Listening to my own words and the stories of my friends I couldn't
help but comment, “I wrote about this last year, The Month of “Meh”, and it's happening again.”
Last year I wrote
about it at the end of the month, as a reflection of the weeks past.
This year, only 10 days in, I want to denounce the month of “meh”.
We've had a long,
harsh, cold winter. You can see that reflected in many things. But
now, the sun is shining! The flowers are blooming! Temperatures have
risen, and layers of clothing have come off! If there was any time of
the year when it should be easier to be happy and connected, it is
now!
I have found myself
before in similar places to where I am now – feeling somewhat lost;
or frustrated with little or no progress on goals and projects; or
discouraged by one or more of the relationships in my life... And
typically I end up retreating into myself. I avoid social outings and
distract myself with a glass [coughbottlecough] of wine, ice cream
and a good movie. Or a bad one, depending on my mood.
But this time,
something feels different. Maybe it's that a few weeks ago I had the
opportunity to sit down and really figure out what I wanted for my
life right now. Maybe it's that I've done some growing and changing
and learning in important ways over the past year or so and I
understand better what I'm experiencing and how to move through it.

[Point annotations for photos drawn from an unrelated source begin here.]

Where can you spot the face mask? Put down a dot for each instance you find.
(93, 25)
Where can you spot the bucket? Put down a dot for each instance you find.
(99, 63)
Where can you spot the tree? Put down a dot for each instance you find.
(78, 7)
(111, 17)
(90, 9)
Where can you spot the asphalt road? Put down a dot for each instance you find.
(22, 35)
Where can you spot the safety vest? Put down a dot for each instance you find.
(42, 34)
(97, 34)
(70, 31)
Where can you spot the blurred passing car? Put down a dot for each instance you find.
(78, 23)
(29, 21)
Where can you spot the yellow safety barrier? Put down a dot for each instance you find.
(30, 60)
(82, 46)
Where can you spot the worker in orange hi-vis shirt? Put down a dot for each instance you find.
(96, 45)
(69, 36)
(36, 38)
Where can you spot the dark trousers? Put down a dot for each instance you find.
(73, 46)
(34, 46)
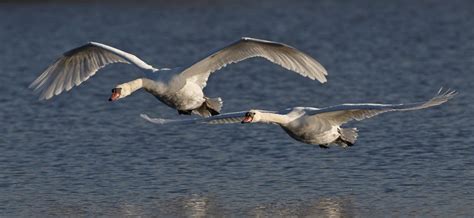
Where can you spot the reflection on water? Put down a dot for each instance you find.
(198, 206)
(324, 207)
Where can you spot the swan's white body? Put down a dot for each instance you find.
(320, 126)
(180, 88)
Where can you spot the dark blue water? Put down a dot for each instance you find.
(79, 154)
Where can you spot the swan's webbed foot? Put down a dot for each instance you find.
(188, 112)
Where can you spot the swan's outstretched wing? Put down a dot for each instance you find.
(77, 65)
(233, 117)
(340, 114)
(278, 53)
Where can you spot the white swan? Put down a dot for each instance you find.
(179, 88)
(320, 126)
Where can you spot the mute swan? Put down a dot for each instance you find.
(320, 126)
(180, 88)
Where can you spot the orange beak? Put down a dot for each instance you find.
(115, 94)
(247, 119)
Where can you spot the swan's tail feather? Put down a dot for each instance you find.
(348, 137)
(211, 107)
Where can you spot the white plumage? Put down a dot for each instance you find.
(178, 88)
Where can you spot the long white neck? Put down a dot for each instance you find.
(147, 84)
(135, 85)
(274, 118)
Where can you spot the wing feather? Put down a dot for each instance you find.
(278, 53)
(78, 65)
(344, 113)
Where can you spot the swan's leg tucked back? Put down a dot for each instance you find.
(210, 107)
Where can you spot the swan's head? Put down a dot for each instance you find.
(252, 116)
(120, 91)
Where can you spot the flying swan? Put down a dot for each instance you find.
(319, 126)
(179, 88)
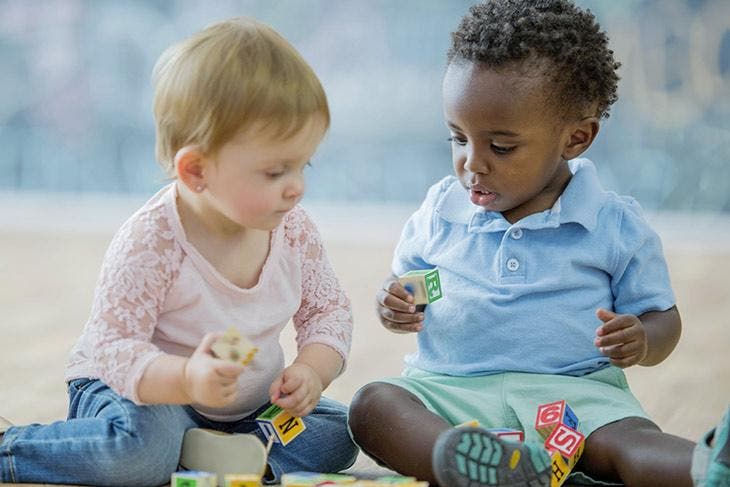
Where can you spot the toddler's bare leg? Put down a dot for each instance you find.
(392, 426)
(636, 452)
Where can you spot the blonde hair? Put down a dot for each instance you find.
(224, 79)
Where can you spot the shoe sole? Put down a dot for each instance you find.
(471, 457)
(221, 453)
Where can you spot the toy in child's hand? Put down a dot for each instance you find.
(276, 423)
(424, 285)
(234, 347)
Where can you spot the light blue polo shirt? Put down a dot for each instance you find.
(523, 296)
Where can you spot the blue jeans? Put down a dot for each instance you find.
(109, 440)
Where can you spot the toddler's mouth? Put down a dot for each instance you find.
(481, 196)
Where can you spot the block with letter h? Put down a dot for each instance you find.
(280, 426)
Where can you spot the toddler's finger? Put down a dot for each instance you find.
(207, 342)
(275, 389)
(397, 304)
(395, 316)
(403, 327)
(394, 288)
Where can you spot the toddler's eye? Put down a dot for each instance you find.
(456, 140)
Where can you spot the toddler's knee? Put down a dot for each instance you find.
(141, 459)
(368, 405)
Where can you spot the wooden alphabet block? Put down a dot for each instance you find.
(280, 425)
(508, 434)
(234, 347)
(236, 480)
(193, 478)
(568, 442)
(425, 285)
(549, 416)
(559, 470)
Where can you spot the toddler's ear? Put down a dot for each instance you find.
(189, 167)
(581, 136)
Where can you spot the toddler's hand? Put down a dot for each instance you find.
(208, 380)
(622, 338)
(395, 308)
(297, 389)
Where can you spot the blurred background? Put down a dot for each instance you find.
(77, 158)
(75, 94)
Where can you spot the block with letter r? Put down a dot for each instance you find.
(424, 285)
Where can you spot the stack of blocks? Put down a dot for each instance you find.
(424, 285)
(557, 424)
(279, 426)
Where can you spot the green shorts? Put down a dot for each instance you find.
(511, 399)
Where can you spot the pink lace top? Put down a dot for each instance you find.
(157, 294)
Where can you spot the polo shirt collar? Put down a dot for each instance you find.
(580, 203)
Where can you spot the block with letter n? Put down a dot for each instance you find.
(425, 285)
(282, 426)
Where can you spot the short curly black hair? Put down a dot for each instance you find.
(502, 32)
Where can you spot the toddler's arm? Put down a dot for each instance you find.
(200, 378)
(395, 308)
(299, 387)
(324, 317)
(645, 340)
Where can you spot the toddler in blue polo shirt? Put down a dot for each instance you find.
(552, 285)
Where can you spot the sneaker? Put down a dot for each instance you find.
(473, 457)
(222, 453)
(711, 464)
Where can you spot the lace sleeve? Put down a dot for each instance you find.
(324, 315)
(138, 269)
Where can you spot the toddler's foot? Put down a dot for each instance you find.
(473, 457)
(711, 459)
(223, 453)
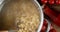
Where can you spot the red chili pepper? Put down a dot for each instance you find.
(54, 17)
(44, 26)
(52, 30)
(43, 1)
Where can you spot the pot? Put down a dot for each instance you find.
(38, 7)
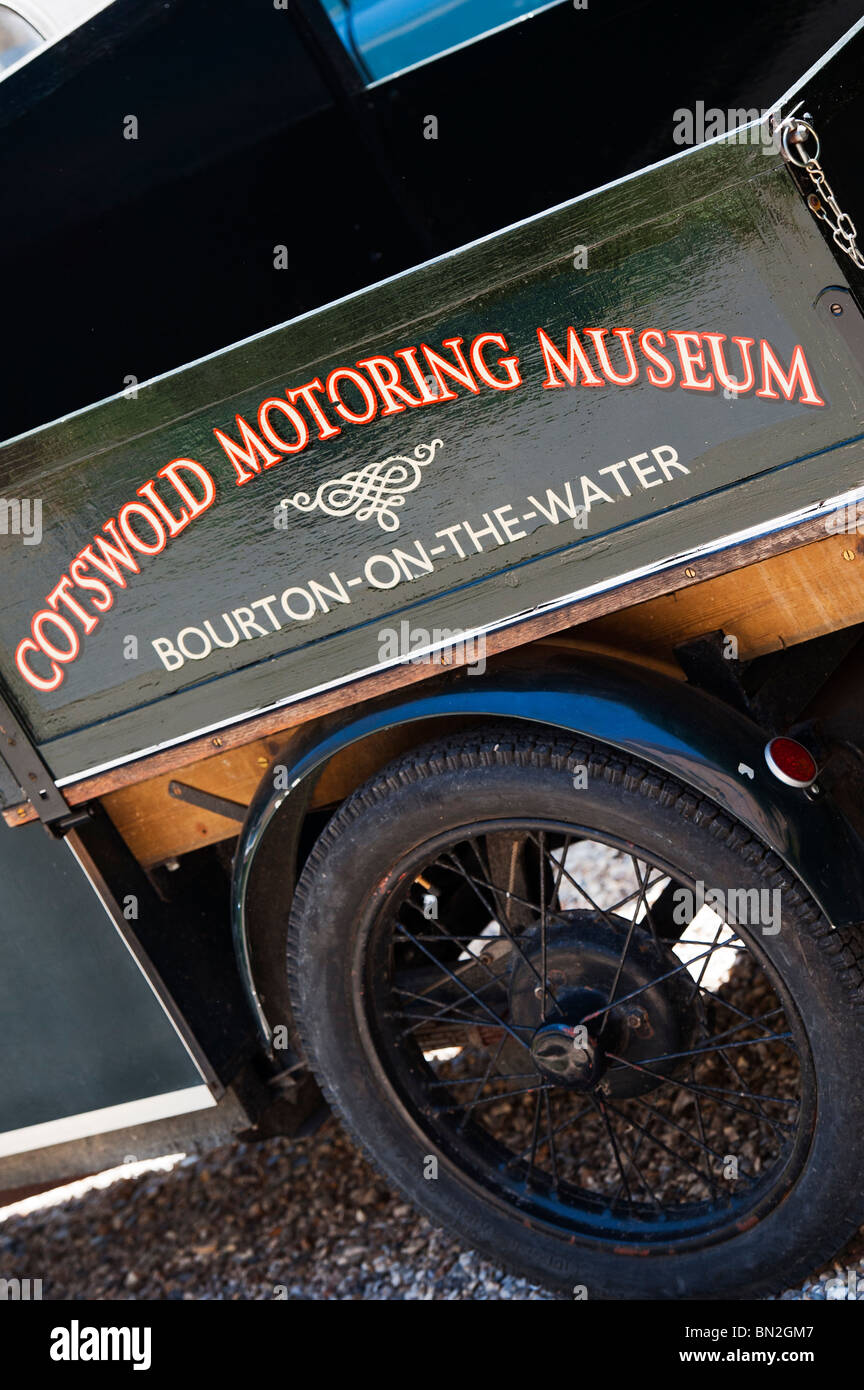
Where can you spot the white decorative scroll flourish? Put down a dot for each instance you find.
(374, 491)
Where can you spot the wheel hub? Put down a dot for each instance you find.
(567, 1055)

Maybe it's all those things and more, maybe it's something completely
different. All I know is that instead of seeing this situation as a
reason to retreat and feel sorry for myself...
I want to view it as
an opportunity to re-connect!
To appreciate
myself, nurturing and allowing love to grow. To appreciate the
relationships that mean the most to me, nurturing and allowing love
to grow where it may.
To engage in the
activities and relationships that – together – make me happy. To
release the need to make things “right” (whatever that looks like
anyway...) And to find my playful relaxed self again!
I'm denouncing the
month of “meh”, and choosing to step up so that by the end of the
month I can (hopefully) say “I loved this month!”